Густая тьма неохотно рассеивалась под слабым фонариком. Ступенек почти не было видно. Здесь Сергей решил записать приветствие на фоне подвальной черноты. На одном из дублей внутри здания что-то с грохотом обвалилось. Он дёрнулся и крепко прижал к груди нагретый корпус камеры, словно пытаясь успокоить и её, и себя. Это стало некоторым намёком, что пора спускаться и как можно скорее заканчивать. Сделав неглубокий вдох, в котором густо замешались запахи пыли и подпольной вони, он ступил на первую бетонную ступеньку.

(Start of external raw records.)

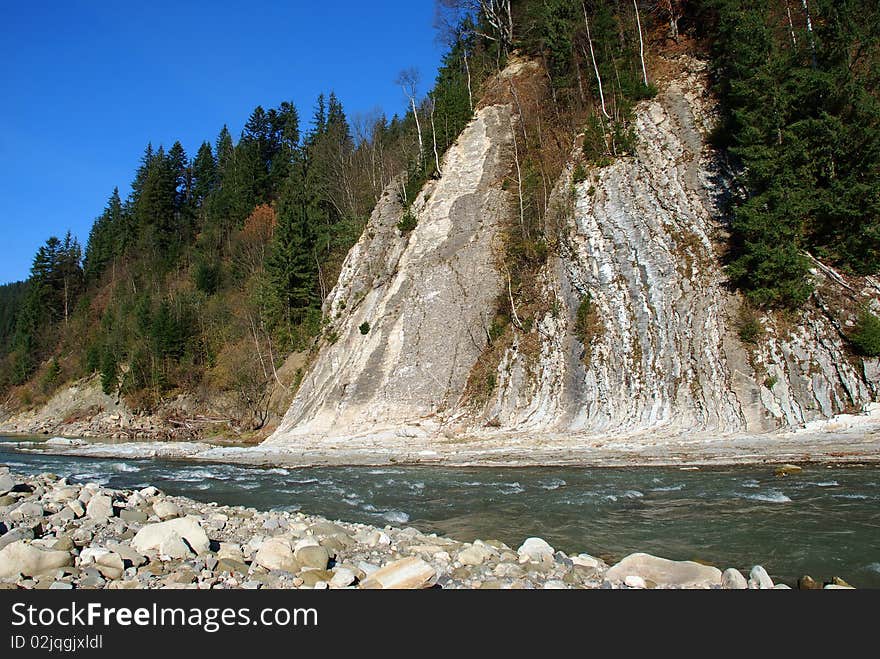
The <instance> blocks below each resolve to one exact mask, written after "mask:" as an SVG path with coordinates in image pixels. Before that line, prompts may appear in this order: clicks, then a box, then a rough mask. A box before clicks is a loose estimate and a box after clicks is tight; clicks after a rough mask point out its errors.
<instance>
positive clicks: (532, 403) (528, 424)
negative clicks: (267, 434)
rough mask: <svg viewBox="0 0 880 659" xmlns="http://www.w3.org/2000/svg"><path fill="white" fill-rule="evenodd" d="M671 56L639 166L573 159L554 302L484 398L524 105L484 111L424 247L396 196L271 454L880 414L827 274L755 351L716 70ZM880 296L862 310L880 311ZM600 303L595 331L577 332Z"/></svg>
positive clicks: (643, 127)
mask: <svg viewBox="0 0 880 659" xmlns="http://www.w3.org/2000/svg"><path fill="white" fill-rule="evenodd" d="M673 65H674V67H677V68H678V69H679V70H680V72H679V74H677V75H676V76H674V77H673V78H672V79H670V80H668V81H667V82H665V83H663V85H662V91H661V93H660V94H659V95H658V96H657V97H656V98H654V99H652V100H650V101H645V102H643V103H641V104H640V105H639V106H638V107H637V109H636V116H635V128H636V132H637V135H638V147H637V150H636V153H635V155H634V156H632V157H623V158H618V159H616V160H615V161H614V162H613V163H611V164H610V165H607V166H604V167H598V168H591V169H590V170H589V171H588V176H587V179H586V180H583V181H580V182H574V181H573V177H572V172H573V171H574V169H575V163H576V160H574V159H573V160H572V162H571V163H570V164H569V165H568V166H567V168H566V169H565V171H564V173H563V175H562V177H561V178H560V180H559V181H558V183H557V185H556V188H555V190H554V193H553V199H552V201H551V204H550V206H551V207H553V208H554V209H559V215H560V218H559V220H558V222H557V223H556V229H555V230H556V231H557V235H555V236H551V237H550V238H551V239H552V240H551V242H553V243H554V244H558V245H559V249H558V250H557V251H556V253H555V254H554V255H552V256H551V258H550V259H549V261H548V265H547V266H546V267H545V268H544V269H543V271H542V272H541V273H540V275H539V277H540V285H541V287H542V288H543V291H544V295H545V297H546V298H547V301H548V304H547V306H548V307H549V308H550V309H551V311H550V312H548V313H547V314H546V315H544V316H543V317H539V318H536V319H535V323H534V326H533V327H532V328H531V329H530V330H529V332H528V333H523V332H520V331H518V332H516V333H515V337H514V340H513V344H512V345H511V346H510V347H509V348H508V349H507V350H506V352H505V353H504V354H503V355H502V357H501V359H500V363H498V366H497V371H496V373H495V376H494V381H495V382H496V383H497V384H496V386H495V387H494V390H493V391H492V392H491V395H490V396H489V400H488V401H487V402H485V404H483V403H482V402H481V403H479V404H477V405H476V406H475V405H474V401H472V400H468V399H467V397H466V396H465V384H466V383H467V381H468V375H469V372H470V371H471V369H472V367H473V366H474V364H475V363H476V361H477V358H478V357H479V355H480V354H481V352H482V351H483V350H484V349H485V347H486V343H487V340H486V334H487V331H486V328H487V327H488V325H489V319H490V318H491V317H492V315H493V314H494V312H495V310H496V309H497V305H498V297H499V293H501V294H502V297H503V296H504V295H506V293H507V290H506V281H505V275H504V270H503V267H504V266H503V262H502V261H499V252H498V251H497V250H498V240H497V237H498V235H499V232H500V231H501V227H502V226H503V224H504V222H510V221H511V219H510V215H511V211H510V208H509V207H508V205H506V204H505V195H504V193H503V191H502V190H501V185H500V182H501V177H502V175H503V173H504V171H505V168H509V167H511V166H512V159H511V152H510V149H509V148H508V146H509V145H508V142H509V140H510V139H511V135H510V121H511V113H512V112H513V110H512V106H510V105H490V106H486V107H483V108H482V109H480V110H479V111H478V112H477V114H476V117H475V119H474V120H473V122H472V123H471V124H470V125H469V126H468V127H467V128H466V129H465V131H464V132H463V133H462V135H461V136H460V138H459V140H458V141H457V142H456V144H455V145H454V146H453V147H452V148H451V149H450V151H449V153H448V155H447V157H446V161H445V163H444V168H443V176H442V177H441V178H440V179H439V180H438V181H435V182H431V183H429V184H428V185H427V186H426V188H425V189H424V190H423V191H422V193H421V194H420V196H419V198H418V199H417V200H416V202H415V204H414V205H413V208H414V209H415V211H416V214H417V215H418V219H419V223H418V226H417V227H416V229H415V230H414V231H413V232H412V234H411V236H409V238H407V237H406V236H403V235H401V234H400V232H399V231H398V230H397V228H396V224H397V222H398V221H399V220H400V218H401V217H402V214H403V208H402V206H401V204H400V203H399V201H398V200H397V196H396V194H395V193H394V192H393V191H389V192H388V193H387V194H386V196H385V197H384V198H383V199H382V200H381V201H380V203H379V204H378V206H377V208H376V210H375V212H374V214H373V217H372V219H371V221H370V224H369V225H368V227H367V230H366V232H365V234H364V236H363V237H362V238H361V240H360V241H359V243H358V244H357V245H356V246H355V248H354V249H353V250H352V251H351V253H350V254H349V255H348V259H347V260H346V263H345V266H344V268H343V272H342V275H341V277H340V281H339V283H338V285H337V287H336V288H335V289H334V291H333V293H332V294H331V296H330V298H329V300H328V302H327V305H326V307H325V311H326V312H327V313H328V315H329V316H330V317H331V319H332V321H331V322H332V325H331V327H332V330H333V333H334V338H336V339H337V340H336V342H335V343H332V345H326V346H324V347H323V348H322V349H321V351H320V353H319V355H318V357H317V359H316V360H315V363H314V365H313V367H312V369H311V371H310V372H309V373H308V375H307V376H306V379H305V381H304V383H303V385H302V387H301V389H300V391H299V393H298V394H297V396H296V399H295V400H294V403H293V406H292V407H291V409H290V411H289V412H288V414H287V416H286V417H285V420H284V422H283V423H282V425H281V427H280V428H279V430H278V431H277V432H276V433H275V435H273V437H272V438H270V440H269V444H270V445H276V446H277V445H280V446H286V445H296V443H297V440H298V438H299V439H302V438H309V439H310V440H315V439H318V440H320V439H321V438H340V437H355V436H358V435H361V436H370V437H372V438H374V439H375V441H377V442H378V443H381V442H382V441H388V442H391V441H392V439H393V438H395V437H396V438H407V437H410V438H418V437H427V438H442V437H443V436H444V435H446V436H448V435H458V436H461V435H471V436H483V437H487V436H496V437H497V436H512V435H520V436H526V435H528V436H530V437H534V436H537V435H541V434H545V435H546V436H548V437H553V436H554V434H555V436H558V435H559V434H565V435H569V436H570V435H571V434H573V433H575V434H579V435H580V434H583V435H592V436H601V435H608V434H615V435H630V434H639V433H646V432H650V433H651V434H652V435H653V436H655V437H656V436H659V435H658V433H660V434H664V433H668V434H680V433H682V432H688V433H692V432H704V433H711V434H713V435H717V434H727V433H738V434H743V433H749V434H754V433H763V432H768V431H772V430H777V429H790V428H797V427H800V426H803V425H804V424H807V423H809V422H810V421H813V420H817V419H826V418H829V417H833V416H834V415H837V414H840V413H844V412H854V411H859V410H861V409H863V408H864V407H865V406H867V405H868V404H869V403H871V402H872V401H873V400H874V398H875V396H876V393H877V382H878V371H880V369H878V368H876V367H875V366H872V365H871V364H870V363H865V362H863V361H862V360H860V359H858V358H856V357H854V356H853V355H852V353H851V351H850V350H849V349H848V348H847V346H846V342H845V339H844V337H843V332H842V328H841V326H840V322H839V321H838V320H837V319H836V318H835V314H834V313H829V309H828V307H827V305H825V304H824V303H823V295H825V294H826V293H828V292H829V291H830V293H829V294H830V295H831V296H832V297H834V296H835V295H837V293H836V292H835V291H836V290H838V289H839V288H840V286H839V284H840V281H842V280H841V278H840V276H839V275H838V274H837V273H834V271H832V270H830V269H829V268H827V267H824V266H822V267H821V268H820V267H817V269H816V271H815V272H814V276H815V277H816V279H817V281H818V282H819V290H820V291H822V295H817V296H816V298H814V299H813V300H811V302H810V303H809V304H808V305H807V306H805V308H804V309H803V310H802V311H801V313H800V315H799V317H798V318H796V319H794V320H793V321H792V322H790V323H788V324H787V326H783V325H782V324H781V323H780V322H779V321H778V320H774V319H773V318H771V317H770V316H765V317H764V318H762V319H760V323H761V332H762V336H761V339H760V341H757V342H756V343H755V344H754V345H752V344H746V343H744V342H743V340H742V338H741V335H740V334H741V333H740V331H739V327H740V320H741V317H742V313H743V308H744V306H743V302H742V299H741V298H740V296H739V295H738V294H736V293H735V292H733V291H731V290H730V288H729V287H728V286H727V282H726V278H725V274H724V268H723V263H722V257H723V249H724V245H725V242H726V226H725V219H724V215H723V212H722V208H723V204H722V200H723V198H724V197H725V195H727V194H728V193H729V189H730V183H729V181H728V180H727V179H726V177H725V176H724V174H723V172H724V168H723V167H722V164H721V162H720V160H719V158H720V157H719V154H717V153H716V152H715V151H714V150H713V149H712V148H710V147H709V146H708V144H707V141H706V139H705V135H706V134H707V133H708V132H709V130H710V129H711V126H712V125H713V124H714V122H715V121H716V117H715V113H716V104H715V102H714V100H713V99H712V97H711V96H710V95H709V93H708V82H707V74H706V67H705V64H704V63H703V62H701V61H699V60H696V59H693V58H690V57H682V58H680V59H679V60H677V61H675V62H674V63H673ZM516 66H521V62H520V61H518V62H517V63H516ZM505 157H506V158H507V160H505ZM819 265H821V264H819ZM869 288H870V287H869ZM877 293H878V290H877V287H876V286H875V287H874V288H870V290H866V291H861V292H859V293H858V294H857V295H855V298H858V299H856V300H855V302H856V303H858V304H864V303H870V302H872V301H874V302H875V303H876V300H877V297H878V295H877ZM583 304H589V305H590V313H591V314H592V315H591V318H592V320H591V324H592V326H591V328H590V334H589V336H584V335H583V333H582V332H580V333H579V332H577V331H576V328H575V325H576V318H577V315H578V309H579V308H580V307H581V306H582V305H583ZM756 322H757V321H756ZM364 323H368V324H369V331H368V333H367V334H366V335H364V334H362V333H361V331H360V330H359V328H361V327H363V328H364V329H366V327H367V326H366V325H365V324H364ZM576 334H581V335H580V336H576ZM526 343H528V344H530V349H529V350H526V349H524V347H523V346H524V345H525V344H526ZM535 344H537V345H538V346H539V348H538V350H537V351H536V350H535V349H534V345H535ZM585 344H586V345H585ZM536 353H537V356H536Z"/></svg>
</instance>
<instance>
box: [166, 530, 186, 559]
mask: <svg viewBox="0 0 880 659" xmlns="http://www.w3.org/2000/svg"><path fill="white" fill-rule="evenodd" d="M191 555H192V552H191V551H190V548H189V545H187V544H186V543H185V542H184V541H183V538H181V537H180V535H179V534H178V533H177V531H172V532H171V533H169V534H168V535H167V536H165V537H164V538H163V539H162V542H161V543H160V544H159V556H160V557H162V558H163V559H165V558H167V559H170V560H174V559H179V558H188V557H189V556H191Z"/></svg>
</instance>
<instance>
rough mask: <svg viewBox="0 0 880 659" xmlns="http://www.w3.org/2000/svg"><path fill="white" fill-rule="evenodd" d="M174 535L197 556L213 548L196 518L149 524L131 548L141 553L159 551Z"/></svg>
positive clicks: (135, 540) (138, 535)
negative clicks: (180, 539) (182, 539)
mask: <svg viewBox="0 0 880 659" xmlns="http://www.w3.org/2000/svg"><path fill="white" fill-rule="evenodd" d="M174 534H177V535H178V536H180V537H181V538H182V539H183V540H185V541H186V543H187V544H188V545H189V546H190V547H192V550H193V551H194V552H195V553H196V554H203V553H205V552H206V551H208V549H209V548H210V546H211V542H210V540H208V535H207V534H206V533H205V531H204V529H202V526H201V524H199V520H198V519H197V518H195V517H178V518H177V519H170V520H168V521H167V522H159V523H158V524H148V525H146V526H144V527H143V528H142V529H141V530H140V531H138V532H137V535H136V536H134V538H132V541H131V546H132V547H134V549H135V550H136V551H139V552H141V553H144V552H148V551H150V550H158V549H160V548H161V546H162V543H163V542H165V541H166V540H167V541H169V542H170V541H172V540H173V538H174Z"/></svg>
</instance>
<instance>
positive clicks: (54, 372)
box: [40, 357, 61, 393]
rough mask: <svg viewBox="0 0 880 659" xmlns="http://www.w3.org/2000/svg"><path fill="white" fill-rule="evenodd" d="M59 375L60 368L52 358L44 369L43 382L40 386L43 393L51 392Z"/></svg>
mask: <svg viewBox="0 0 880 659" xmlns="http://www.w3.org/2000/svg"><path fill="white" fill-rule="evenodd" d="M60 375H61V366H59V365H58V360H57V359H56V358H55V357H53V358H52V359H50V360H49V367H48V368H47V369H46V373H45V375H43V380H42V382H41V383H40V385H41V386H42V388H43V391H44V392H47V393H48V392H49V391H51V390H52V389H53V388H54V387H55V384H56V383H57V382H58V377H59V376H60Z"/></svg>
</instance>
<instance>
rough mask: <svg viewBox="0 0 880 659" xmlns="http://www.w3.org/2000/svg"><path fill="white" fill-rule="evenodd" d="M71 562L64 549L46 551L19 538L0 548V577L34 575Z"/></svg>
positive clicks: (58, 566)
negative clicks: (1, 548) (38, 547)
mask: <svg viewBox="0 0 880 659" xmlns="http://www.w3.org/2000/svg"><path fill="white" fill-rule="evenodd" d="M72 564H73V557H72V556H71V555H70V554H69V553H68V552H66V551H51V550H48V551H47V550H43V549H39V548H37V547H35V546H33V545H31V544H29V543H27V542H24V541H21V540H19V541H18V542H13V543H12V544H9V545H7V546H5V547H4V548H3V549H0V579H4V578H8V577H15V576H18V575H19V574H23V575H24V576H26V577H34V576H37V575H40V574H45V573H46V572H49V571H51V570H56V569H58V568H60V567H67V566H68V565H72Z"/></svg>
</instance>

— Сниму видео. Оно залетит, и наконец куплю фонарь... — тихо успокаивал себя Сергей. Даже думать не хотелось, что столько потраченных сил и денег не окупятся этой заброшкой. Картинка на камере получалась смазанной не столько из-за темноты, сколько из-за дрожащих от холода и страха рук. Хотя, вроде бы, чего бояться? Только если бомжей и наркоманов, но вряд ли они объявились бы за закрытой дверью. Значит, мышей, хотя их можно просто запинать.
Лицом он ловил паутину, повисшую соплями на низком потолке узкого коридора. По ощущениям, тот тянулся неприлично долго. Вдруг, как ледяной водой на голову, вспомнились все им просмотренные хорроры с похожим сюжетом. И побрал бы черт всех, кто строил это место и выдумывал страшилки, но теперь ему казалось, что сзади кто-то смотрит, и, резко обернувшись, чтобы взять оппонента врасплох, Сергей застыл. Там никого не было. Теперь всё не так. Сверху будто кто-то ходит, а внизу кто-то шкрябает когтями.
Внизу не было ничего, кроме старых тумб. Подсвечивая, Сергей натянул воротник рубашки на нос, чувствуя, как в слизистую впивается едкая вонь. Может, тут отходы хранили или кошка нашла кончину? Тогда скорее целое кладбище. Бетонные стены выкрашены в блевотно-зелёный, вдоль них стояли советские квадратные тумбы. За каждым поворотом были огороженные тонкими стенками и железными сетками закутки, которые он снимал. Камера с трудом записывала его несвязное бормотание. Хруст. Нога внезапно провалилась в пол с громким треском, обломки которого впились в бедро. По полу эхом прошёлся по коридору, он хватался руками за ближайшие доски. Нога не находила опоры. Под весом второй ноги, на которую возложил много надежд, чтобы выбраться, Сергей полностью провалился под пол подвала. Что-то болезненно-остро впилось в руку, а деревяшка прошлась по лицу, оставляя жгучую ссадину. Фонарь погас, камера куда-то выпала.
Под телом что-то хрустнуло, не как сухая ветка, а с противным, влажным звуком, а в нос ударил тяжелый смрад, от которого свело скулы и перехватило дыхание. Это был не просто запах, это топкая субстанция, заменяющая собой тьму и вытесняющая кислород. Рвотный спазм скрутил Сергея. Он рывком оттолкнулся, пытаясь встать, но ладонь провалилась во что-то мягкое и податливое, полностью обтянув ладонь. Рот наполнился кислотной слюной, и одним резким движением он выблевал содержимое желудка. Нос сжигала не то вонь, не кислота рвоты. И фонарь загорелся.